Kohl’s Corp. Rejects Board Takeover Bid
Activist investor group defeated, but discussions to sell company continue.
Kohl’s Corp. shareholders voted Wednesday to leave the Menomonee Falls-based company’s board of directors intact, rejecting a bid from activist investors to take over the board as the company mulls the prospect of selling itself off to outside parties.
In a press release Wednesday, the business said preliminary votes had indicated all 13 of its nominees for the board had been reelected.
As trading closed Tuesday, Kohl’s stock finished the day at $48.54 a share. It’s decreased by more than 15 percent over the past month.
Activist investor group Macellum Capital Management offered what it’s called a “highly qualified and independent” slate of nominees to take over the board.
“(T)he greatest risk we can take as shareholders is doubling down on the current Board and management team once again after the last 20+ years of stagnation at Kohl’s,” a letter from Macellum to shareholders Monday read.
As details of how larger shareholders planned to vote emerged, another Macellum letter Tuesday warned retaining the board “could jeopardize a credible sale process being carried out to conclusion.” The group said if share prices continued to drop, bidders for the business could reduce their offers.
“(The current Board) has the right experience to oversee the go-forward strategy while evaluating the ongoing review of expressions of interest to buy the Company,” Kohl’s said in an April press release.
The department store chain has been a target of activist investors since last year. Menomonee Falls leadership expressed uncertainty over the company’s future in March.
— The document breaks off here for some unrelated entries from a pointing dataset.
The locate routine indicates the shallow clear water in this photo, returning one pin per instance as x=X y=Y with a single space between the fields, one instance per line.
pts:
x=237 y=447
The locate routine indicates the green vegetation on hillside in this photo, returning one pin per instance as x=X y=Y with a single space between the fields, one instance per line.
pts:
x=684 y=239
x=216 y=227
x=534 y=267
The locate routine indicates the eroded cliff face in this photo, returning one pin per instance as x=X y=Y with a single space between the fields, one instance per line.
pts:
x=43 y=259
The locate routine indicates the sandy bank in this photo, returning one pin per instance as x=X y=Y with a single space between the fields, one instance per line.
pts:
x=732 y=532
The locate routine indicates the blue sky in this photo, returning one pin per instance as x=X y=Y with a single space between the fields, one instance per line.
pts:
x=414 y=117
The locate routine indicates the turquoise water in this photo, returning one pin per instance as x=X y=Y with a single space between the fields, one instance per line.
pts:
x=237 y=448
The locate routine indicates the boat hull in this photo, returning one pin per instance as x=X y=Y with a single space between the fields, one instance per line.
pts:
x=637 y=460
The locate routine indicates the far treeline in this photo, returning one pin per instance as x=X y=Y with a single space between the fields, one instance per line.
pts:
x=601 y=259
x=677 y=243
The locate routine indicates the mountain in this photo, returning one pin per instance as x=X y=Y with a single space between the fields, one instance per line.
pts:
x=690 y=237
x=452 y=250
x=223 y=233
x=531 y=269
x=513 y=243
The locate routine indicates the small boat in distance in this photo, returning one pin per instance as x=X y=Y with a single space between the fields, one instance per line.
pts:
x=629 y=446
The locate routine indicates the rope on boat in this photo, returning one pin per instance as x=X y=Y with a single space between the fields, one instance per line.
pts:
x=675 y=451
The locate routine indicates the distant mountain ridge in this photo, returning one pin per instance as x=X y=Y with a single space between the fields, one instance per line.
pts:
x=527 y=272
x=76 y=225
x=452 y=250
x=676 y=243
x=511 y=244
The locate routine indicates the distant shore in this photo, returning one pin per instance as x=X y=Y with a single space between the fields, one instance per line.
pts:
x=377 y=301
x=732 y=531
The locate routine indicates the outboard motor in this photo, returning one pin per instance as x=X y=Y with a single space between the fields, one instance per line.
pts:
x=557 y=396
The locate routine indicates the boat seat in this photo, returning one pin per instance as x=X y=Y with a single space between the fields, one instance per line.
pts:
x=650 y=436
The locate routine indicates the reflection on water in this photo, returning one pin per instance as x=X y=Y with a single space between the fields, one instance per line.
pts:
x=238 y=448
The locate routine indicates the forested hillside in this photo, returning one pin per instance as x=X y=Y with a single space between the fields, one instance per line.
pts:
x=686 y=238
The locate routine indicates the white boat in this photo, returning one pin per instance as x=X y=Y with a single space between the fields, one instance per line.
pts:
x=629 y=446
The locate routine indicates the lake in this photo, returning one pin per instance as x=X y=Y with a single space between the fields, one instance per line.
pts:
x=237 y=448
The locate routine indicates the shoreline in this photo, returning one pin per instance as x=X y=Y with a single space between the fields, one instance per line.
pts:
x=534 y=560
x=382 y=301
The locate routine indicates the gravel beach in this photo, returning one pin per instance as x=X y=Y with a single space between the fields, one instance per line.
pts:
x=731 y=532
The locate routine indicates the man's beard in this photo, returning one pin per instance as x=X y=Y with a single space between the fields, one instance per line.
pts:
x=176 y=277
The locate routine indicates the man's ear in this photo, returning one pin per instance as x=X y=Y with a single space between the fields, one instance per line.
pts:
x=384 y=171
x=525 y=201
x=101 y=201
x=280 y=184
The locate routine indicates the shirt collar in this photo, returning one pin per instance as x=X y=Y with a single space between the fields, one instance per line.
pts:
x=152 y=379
Kohl’s employs roughly 4,000 people at its headquarters there, and it’s not clear whether that would change if the corporation ends up under new ownership.
In February 2021, a group including Macellum, Ancora, Legion Partners and 4010 Capital nominated nine new members to the company’s board of directors, but leadership spurned those advances. The investor group said weeks later Kohl’s seemed “content performing just slightly better than the worst companies in retail.”
Before the COVID-19 pandemic, the company faced hits in revenue in the 2019 holiday season, even while store traffic climbed. A sales slump during the pandemic resulted in corporate layoffs, but by August of last year, leadership said the company had recovered to pre-pandemic sales levels.
Partnerships with businesses and brands like Amazon and Sephora have been a significant part of CEO Michelle Gass‘ tenure with the company. More recently, the chain has looked to pivot away from its image as a department store, with Gass aiming to turn it into “the retailer of choice for the Active and Casual lifestyle,” according to a statement.
The corporation rejected those bids in February, but said it would entertain “expressions of interest” in acquiring the company.
Kohl’s said in late March Goldman Sachs was coordinating on Kohl’s behalf with certain bidders to “assist with further due diligence so that they have the opportunity to refine and improve their proposals and include committed financing and binding documentation.” Since then, Saks Fifth Avenue owner Hudson’s Bay Co., Vitamin Shoppe owner Franchise Group Inc. and JCPenney owners Simon Property Group and Brookfield Asset Management have all entered the fray.
Editor’s note: This story will be updated.